1 mila

Warszawa. 12. czerwca 2018. Stadion lekkoatletyczny warszawskiego AWF. A na nim kilkuset amatorów biegania bijących się o tytuł Amatorskiego Mistrza Polski w biegu na 1 milę.

A w ogóle to wyszło dziwnie 🙂

Najpierw były zapisy. To był chyba marzec… Ja, jak to ja, wylazłem przed szereg i zapisałem się jako pierwszy z ekipy. Przy rejestracji zobaczyłem czekboks „Dziennikarz/bloger”, który niewiele się wahając zaznaczyłem. W końcu jestę blogerę, więc nie ma powodów, żeby nie startować w tej kategorii.
Szybko podałem życiówkę na 5km – na podstawie tego wyniku organizatorzy mieli ustawiać uczestników biegu w serie. W sumie to znakomity pomysł, w każdym biegu emocje i walka o zwycięstwo do końca. Okej, czyli jestem zapisany.

Potem przyszedł kwiecień i nius, że poza biegami głównymi, będą też zawody dla dzieci. Niewiele myśląc, ja – jak to ja – kliknąłem i zapisałem Polę na bieg na 100m. Taki dystans był przewidziany dla trzy- i czterolatków. Oczywiście moje lobbowanie wśród znajomych przyniosło tyle, że zapisani na biegi byliśmy Pola i ja, i nikt więcej.

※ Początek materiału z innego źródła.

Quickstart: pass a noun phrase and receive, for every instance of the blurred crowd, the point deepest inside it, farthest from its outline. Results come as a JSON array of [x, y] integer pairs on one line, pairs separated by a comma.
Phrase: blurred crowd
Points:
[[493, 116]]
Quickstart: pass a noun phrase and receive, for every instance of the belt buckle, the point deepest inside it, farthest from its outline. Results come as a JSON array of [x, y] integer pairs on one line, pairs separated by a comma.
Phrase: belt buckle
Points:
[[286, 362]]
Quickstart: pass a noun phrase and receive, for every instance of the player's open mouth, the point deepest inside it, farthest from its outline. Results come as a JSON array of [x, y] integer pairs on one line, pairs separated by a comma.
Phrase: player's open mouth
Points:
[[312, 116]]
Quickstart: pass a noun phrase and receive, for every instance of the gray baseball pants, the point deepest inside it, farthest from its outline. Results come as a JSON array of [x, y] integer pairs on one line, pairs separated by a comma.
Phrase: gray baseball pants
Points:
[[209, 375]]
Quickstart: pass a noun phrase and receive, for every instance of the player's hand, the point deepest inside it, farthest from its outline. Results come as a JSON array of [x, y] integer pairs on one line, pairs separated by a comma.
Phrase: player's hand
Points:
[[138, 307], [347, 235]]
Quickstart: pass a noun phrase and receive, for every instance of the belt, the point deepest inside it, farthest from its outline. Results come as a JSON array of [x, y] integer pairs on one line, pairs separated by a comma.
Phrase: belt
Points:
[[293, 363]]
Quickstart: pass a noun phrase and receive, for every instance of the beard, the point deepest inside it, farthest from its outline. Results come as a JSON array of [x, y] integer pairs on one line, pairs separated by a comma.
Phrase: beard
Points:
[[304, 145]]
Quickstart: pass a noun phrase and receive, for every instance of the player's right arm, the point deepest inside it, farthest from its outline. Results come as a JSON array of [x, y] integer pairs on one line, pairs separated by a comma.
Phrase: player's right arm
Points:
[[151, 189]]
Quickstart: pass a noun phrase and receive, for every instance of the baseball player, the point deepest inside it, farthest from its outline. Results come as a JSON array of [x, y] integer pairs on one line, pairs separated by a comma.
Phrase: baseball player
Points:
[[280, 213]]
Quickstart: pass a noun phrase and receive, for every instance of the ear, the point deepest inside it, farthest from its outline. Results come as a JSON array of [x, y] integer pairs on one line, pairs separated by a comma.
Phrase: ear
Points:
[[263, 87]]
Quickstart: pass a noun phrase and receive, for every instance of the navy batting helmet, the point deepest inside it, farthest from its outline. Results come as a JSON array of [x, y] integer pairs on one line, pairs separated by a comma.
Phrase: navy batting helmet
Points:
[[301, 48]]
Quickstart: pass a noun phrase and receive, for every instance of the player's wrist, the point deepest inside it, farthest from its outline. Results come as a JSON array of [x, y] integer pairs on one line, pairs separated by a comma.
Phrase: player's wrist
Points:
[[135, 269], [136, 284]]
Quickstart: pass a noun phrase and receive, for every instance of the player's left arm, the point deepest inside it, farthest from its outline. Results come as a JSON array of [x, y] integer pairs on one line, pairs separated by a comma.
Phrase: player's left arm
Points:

Kolejne miesiące mijały leniwie, o nadchodzącej mili jakby zapomnieliśmy i życie toczyło się dalej. Co jakiś czas zaczepiałem Polę w temacie biegu, ale wraz z upływem czasu jej entuzjazm gasł… Stanęło na tym, że w kategorii M30 na pewno pobiegnę, a w K3 (naprawdę, była taka kategoria) Pola pobiegnie o ile się uda… wstać, dojechać rano na AWF, namówić Polę do biegu oraz przekonać ją do pozostania na torze aż do mety. Rozpiska biegów nie nastrajała optymistycznie – Pola miała start o 9:15 rano, a ja o 13:50. Jak to logistycznie ogarnąć?

Ok. Zrobił się czerwiec, zaczęły się upały. Ja zaliczyłem kilka mocnych treningów z grupą Reebok Run Crew, z czego ostatni w czwartek (7-06), po którym nie mogłem ruszać rękami i nogami. Bardzo mądrze. Super trening k**** 🙂
Ostatnie dni przed milą to była walka o doprowadzenie się do jakiejkolwiek sprawności i wyeliminowanie zakwasów. W końcu przyszła niedziela – dzień zawodów. Nie tylko biegowych, jak się okazało.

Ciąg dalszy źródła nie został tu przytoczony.